No dia em que completei 35 anos, olhei no espelho para ver se algo havia mudado. Talvez, com muita atenção, pudesse notar uma ruga recém-inaugurada, um sulco de bigode chinês que até 06 de dezembro não existia. Pensei que algo deveria diferir, agora que completei 35 anos de vida. Talvez tivesse ganhado uma inclinação assimétrica nos ombros ou, com muita sorte, em vez de ruga, sulco e assimetrias, pudesse ter recebido um inédito, maduro e circunspecto brilho no olhar.
No dia em que completei 35 anos, olhei no espelho para ver se algo havia mudado. Nada havia mudado?
Quando deixei de ser quem fui aos 25? Aos 15?
Li em algum lugar que, num ciclo constante de 7 a 10 anos, as células vão envelhecendo e morrendo, sendo substituídas por outras novas. Assim, de tempos em tempos, temos uma nova versão mais velha de nós.

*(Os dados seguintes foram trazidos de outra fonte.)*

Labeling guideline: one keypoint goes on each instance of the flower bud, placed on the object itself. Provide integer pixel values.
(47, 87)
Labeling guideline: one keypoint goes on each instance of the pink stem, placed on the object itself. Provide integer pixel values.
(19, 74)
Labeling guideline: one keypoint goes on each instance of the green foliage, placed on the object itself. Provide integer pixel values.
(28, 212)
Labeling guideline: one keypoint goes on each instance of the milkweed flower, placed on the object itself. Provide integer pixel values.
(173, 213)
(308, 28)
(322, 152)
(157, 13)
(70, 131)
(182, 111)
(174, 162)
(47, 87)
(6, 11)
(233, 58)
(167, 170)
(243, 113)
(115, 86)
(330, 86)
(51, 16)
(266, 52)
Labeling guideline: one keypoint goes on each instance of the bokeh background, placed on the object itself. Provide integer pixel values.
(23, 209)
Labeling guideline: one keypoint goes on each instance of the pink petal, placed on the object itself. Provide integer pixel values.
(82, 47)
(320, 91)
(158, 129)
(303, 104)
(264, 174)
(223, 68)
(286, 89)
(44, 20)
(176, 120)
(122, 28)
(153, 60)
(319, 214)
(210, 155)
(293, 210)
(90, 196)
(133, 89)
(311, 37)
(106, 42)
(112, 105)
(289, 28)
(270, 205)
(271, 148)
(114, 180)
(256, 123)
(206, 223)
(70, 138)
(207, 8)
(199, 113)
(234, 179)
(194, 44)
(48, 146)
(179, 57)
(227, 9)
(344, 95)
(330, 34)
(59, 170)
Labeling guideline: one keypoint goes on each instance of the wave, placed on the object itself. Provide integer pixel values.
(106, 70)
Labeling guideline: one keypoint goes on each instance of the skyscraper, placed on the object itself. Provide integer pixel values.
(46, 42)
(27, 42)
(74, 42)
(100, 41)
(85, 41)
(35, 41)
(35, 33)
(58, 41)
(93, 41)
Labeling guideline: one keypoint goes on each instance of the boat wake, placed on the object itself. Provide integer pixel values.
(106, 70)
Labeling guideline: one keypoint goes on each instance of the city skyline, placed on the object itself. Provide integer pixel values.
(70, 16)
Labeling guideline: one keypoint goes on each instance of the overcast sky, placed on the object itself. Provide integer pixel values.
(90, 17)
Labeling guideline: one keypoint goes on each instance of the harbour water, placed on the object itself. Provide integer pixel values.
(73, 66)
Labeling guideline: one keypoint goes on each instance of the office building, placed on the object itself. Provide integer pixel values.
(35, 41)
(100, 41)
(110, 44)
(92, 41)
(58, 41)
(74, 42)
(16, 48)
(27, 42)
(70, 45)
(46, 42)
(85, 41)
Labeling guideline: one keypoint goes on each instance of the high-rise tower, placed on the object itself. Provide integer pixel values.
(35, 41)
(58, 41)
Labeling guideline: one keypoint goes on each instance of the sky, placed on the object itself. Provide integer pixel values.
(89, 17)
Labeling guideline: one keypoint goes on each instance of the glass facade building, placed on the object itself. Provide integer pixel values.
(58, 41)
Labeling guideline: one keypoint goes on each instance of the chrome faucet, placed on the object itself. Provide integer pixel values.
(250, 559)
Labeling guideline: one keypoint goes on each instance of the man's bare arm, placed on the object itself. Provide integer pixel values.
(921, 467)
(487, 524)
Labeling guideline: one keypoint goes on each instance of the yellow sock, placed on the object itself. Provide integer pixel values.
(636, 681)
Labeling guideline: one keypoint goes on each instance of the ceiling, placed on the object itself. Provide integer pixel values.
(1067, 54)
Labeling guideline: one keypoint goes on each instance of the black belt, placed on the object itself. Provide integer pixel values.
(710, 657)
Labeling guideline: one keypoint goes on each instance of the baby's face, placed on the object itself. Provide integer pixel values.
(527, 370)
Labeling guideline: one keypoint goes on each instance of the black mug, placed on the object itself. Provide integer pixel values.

Como não consigo deixar a coisa no campo da biologia, fiquei pensando:
quanto de tudo que passou ainda resta? Quanto de tudo que há sempre esteve?
Qual a importância de uma “linha mestra da essência” que interliga todas a versões que fui e ainda serei?
No dia em que completei 35 anos, estavam consertando algo no prédio em frente ao apê, e o barulho era intenso demais. Aborreci-me com os decibéis acima.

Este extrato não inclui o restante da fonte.